Não se pretende com este trabalho investigar a recepção dos discursos publicitários. No máximo, apresentamos algumas de suas possibilidades de leitura. Retomamos a noção de apropriação proposta por Chartier (2002), segundo a qual os sujeitos articulam-se com as práticas culturais – nesse caso os discursos – a partir das representações do mundo social em que estão inseridos. Acreditamos que a publicidade, objeto dessa pesquisa, seja apenas um dos instrumentos pelos quais somos formados, educados como sujeitos. A visão acerca de nosso lugar no mundo, nossos valores, identidades, elementos que engendrarão as atitudes diante da vida, são resultados de uma educação ampla e profunda à qual somos submetidos, inexoravelmente, por meio da cultura.
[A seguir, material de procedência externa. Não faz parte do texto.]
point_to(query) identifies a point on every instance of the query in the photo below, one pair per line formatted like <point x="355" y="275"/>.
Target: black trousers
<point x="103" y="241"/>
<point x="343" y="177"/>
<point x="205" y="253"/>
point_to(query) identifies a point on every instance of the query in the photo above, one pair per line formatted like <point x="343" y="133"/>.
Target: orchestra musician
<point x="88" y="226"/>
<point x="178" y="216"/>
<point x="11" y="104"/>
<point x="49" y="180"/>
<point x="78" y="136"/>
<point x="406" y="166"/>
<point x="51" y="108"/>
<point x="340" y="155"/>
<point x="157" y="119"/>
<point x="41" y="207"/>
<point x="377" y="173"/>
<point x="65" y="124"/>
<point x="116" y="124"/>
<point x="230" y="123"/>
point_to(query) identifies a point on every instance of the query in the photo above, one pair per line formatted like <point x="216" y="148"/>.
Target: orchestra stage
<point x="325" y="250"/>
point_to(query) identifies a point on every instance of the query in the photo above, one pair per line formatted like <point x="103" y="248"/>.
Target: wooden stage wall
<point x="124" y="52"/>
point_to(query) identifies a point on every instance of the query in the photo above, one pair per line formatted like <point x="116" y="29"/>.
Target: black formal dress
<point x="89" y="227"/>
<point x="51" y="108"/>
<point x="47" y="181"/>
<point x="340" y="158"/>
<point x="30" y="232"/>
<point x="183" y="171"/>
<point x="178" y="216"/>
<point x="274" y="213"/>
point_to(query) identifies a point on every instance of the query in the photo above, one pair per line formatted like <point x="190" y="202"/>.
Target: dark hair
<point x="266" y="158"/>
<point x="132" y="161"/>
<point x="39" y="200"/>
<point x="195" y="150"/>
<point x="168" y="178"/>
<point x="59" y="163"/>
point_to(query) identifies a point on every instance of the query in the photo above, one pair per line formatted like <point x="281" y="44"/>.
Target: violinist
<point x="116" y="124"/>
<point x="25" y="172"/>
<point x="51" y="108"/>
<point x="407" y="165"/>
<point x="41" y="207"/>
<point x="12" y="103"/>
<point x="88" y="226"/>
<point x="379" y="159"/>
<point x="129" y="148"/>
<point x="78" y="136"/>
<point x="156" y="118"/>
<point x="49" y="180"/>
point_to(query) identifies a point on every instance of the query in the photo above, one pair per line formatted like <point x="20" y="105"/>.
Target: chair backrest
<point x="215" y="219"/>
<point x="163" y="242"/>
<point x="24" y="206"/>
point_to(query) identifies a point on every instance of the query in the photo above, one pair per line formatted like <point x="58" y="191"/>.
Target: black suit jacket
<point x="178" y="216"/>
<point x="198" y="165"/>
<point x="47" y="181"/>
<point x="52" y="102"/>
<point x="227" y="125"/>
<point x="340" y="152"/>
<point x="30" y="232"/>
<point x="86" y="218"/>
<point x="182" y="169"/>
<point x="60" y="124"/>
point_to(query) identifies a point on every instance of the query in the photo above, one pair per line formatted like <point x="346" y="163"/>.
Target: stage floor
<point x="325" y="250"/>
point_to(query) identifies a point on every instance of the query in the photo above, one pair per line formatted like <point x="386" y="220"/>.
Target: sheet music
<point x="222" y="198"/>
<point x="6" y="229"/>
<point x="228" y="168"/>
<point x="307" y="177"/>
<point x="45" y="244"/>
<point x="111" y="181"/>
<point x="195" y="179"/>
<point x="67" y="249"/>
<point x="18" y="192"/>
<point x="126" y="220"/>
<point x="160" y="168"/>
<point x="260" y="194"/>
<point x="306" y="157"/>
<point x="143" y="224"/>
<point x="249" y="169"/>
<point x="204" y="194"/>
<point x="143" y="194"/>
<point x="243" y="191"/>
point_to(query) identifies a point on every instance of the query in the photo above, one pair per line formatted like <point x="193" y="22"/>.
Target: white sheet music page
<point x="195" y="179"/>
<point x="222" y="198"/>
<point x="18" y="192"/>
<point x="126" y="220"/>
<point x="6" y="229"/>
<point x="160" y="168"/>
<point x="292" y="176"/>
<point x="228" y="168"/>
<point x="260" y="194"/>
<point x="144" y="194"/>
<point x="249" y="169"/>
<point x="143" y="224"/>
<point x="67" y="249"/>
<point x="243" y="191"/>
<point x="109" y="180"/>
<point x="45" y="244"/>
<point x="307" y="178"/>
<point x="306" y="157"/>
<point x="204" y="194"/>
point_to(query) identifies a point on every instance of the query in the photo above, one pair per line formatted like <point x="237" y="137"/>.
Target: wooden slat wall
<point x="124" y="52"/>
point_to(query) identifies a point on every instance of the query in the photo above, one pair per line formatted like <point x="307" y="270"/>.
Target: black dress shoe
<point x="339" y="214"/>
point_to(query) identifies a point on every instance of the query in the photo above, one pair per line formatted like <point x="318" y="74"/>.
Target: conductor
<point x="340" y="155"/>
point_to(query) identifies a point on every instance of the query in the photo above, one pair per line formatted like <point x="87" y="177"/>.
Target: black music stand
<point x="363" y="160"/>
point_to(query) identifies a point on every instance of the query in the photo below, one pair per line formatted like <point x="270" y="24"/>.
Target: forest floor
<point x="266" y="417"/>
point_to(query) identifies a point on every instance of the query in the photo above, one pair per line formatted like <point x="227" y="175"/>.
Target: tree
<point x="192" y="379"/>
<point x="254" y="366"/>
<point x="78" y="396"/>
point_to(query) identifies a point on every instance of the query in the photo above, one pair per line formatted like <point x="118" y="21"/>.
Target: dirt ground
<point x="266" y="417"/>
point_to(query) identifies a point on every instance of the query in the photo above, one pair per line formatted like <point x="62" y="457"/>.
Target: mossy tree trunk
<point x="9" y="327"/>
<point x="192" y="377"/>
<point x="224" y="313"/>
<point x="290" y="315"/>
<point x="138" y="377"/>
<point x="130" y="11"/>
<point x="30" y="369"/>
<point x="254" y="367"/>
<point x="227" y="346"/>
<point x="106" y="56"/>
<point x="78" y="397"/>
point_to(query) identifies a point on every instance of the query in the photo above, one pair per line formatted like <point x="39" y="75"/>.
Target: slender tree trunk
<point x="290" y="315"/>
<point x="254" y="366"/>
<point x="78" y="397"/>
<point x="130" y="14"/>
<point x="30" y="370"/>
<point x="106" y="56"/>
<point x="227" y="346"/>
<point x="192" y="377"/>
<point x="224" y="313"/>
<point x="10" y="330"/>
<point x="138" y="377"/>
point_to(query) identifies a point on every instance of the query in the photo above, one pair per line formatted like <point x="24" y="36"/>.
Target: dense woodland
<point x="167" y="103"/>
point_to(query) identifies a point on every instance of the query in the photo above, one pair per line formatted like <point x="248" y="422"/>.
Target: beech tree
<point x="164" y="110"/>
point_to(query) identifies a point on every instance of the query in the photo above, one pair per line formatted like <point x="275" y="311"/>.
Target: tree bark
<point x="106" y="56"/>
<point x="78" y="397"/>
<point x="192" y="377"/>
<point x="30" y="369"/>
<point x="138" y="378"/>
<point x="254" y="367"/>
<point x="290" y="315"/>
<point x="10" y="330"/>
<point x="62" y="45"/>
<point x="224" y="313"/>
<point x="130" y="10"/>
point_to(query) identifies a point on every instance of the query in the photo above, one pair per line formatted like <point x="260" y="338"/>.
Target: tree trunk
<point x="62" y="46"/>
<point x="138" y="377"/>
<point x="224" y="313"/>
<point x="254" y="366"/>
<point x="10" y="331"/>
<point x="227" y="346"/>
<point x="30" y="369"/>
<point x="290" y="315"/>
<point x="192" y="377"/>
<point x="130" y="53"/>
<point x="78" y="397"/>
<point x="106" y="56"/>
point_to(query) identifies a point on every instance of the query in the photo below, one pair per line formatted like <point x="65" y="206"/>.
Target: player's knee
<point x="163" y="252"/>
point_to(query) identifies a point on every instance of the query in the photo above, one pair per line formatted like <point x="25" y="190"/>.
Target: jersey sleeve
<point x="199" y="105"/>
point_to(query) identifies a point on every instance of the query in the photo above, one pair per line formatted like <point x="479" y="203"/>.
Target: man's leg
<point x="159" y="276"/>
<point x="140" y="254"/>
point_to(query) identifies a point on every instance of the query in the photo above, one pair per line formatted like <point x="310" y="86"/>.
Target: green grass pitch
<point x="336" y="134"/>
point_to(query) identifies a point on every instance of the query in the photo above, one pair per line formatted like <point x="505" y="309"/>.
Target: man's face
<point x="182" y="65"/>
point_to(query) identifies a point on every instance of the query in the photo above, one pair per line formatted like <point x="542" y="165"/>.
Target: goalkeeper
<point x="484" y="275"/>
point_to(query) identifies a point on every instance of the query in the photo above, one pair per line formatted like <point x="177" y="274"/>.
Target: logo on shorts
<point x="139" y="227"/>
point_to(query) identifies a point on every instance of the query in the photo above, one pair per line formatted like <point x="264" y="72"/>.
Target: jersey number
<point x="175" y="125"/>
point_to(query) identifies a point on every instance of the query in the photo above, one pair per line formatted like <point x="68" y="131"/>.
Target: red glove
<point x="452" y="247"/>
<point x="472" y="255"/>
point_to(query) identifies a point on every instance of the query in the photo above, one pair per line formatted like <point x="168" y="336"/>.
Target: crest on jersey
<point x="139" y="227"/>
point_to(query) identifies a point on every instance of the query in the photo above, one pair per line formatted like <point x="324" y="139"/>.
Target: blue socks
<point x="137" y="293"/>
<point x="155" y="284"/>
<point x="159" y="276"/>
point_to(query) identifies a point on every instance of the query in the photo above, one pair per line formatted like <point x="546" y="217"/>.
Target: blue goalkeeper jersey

Variados são os instrumentos desse processo educativo: família, igreja, escola, meios de comunicação, publicidade, cinema, literatura, música, rede de amigos etc. É necessário destacar, porém, que a apropriação dessas práticas culturais não é padronizada. Os sujeitos possuem resistências, estratégias de acomodação e fuga, capacidade de negociação, trata-se do princípio dialógico das relações sociais e discursivas (BAKHTIN, 2011).